Global Torah Podcast Returns

Global Torah, a podcast created by OLAM and the Pardes Institute of Jewish Studies, has just released its second season. Dubbed “Global Torah LIVE,” the new season features 7 episodes, each recorded before a live audience in Jerusalem, New York, or Birmingham, England.

Global Torah explores the intersections of Jewish life, values and text with the practice of global service, social justice and international development. Each episode highlights voices of both scholars of Jewish tradition and Jewish professionals working to address global challenges, often in conversation with each other. The result is a dynamic and engaging look into key issues facing the Jewish people as part of a global community.

The new season, recorded in early June 2017, comes at moment in which many Jewish communities are grappling with increased political polarization and a heightened focus on domestic challenges. The podcast tackles this head-on in its fifth episode, guest-hosted by Lippman-Kanfer Foundation’s Aaron Dorfman, who moderates a thoughtful conversation between Caryl M. Stern of UNICEF USA and Rabbi Jennie Rosenn of HIAS about “talking global in 2017.”

Rosenn, whose organization, HIAS, has been active in the Supreme Court case combating US President Trump’s travel ban, expresses cautious optimism. “There are more refugees and displaced people than at any other time in recorded history,” she notes, “but we’re also at a moment where people are awake, and the Jewish community is mobilized and really taking action – and that gives me hope.”

Global Torah LIVE features some veteran voices, as well as fresh insights from giants of the field. Jewish social justice junkies will be thrilled to hear AJWS’s Ruth Messinger featured in Episode 1; for Jewish text lovers, Episode 3 brings a dialogue between Dr. Avivah Gottlieb Zornberg and her son, Yarden, who runs the global Jewish volunteerism organization Project TEN.

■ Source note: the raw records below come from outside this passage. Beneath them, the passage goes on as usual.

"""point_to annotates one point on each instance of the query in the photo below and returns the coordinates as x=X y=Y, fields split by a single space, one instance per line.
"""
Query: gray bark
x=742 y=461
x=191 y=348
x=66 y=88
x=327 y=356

Rabbi Dr. Meesh Hammer Kossoy, Director of the Social Justice Track at Pardes, feels such cross-sector conversations between scholars and practitioners are crucial within the Jewish community. “Living Torah is that which speaks to the issues that are most pressing in our world,” she says. “I am inspired and enlightened to hear activists from the field and Torah scholars in dialogue with one another in frank, thoughtful ways. Both Torah and activism are enriched.”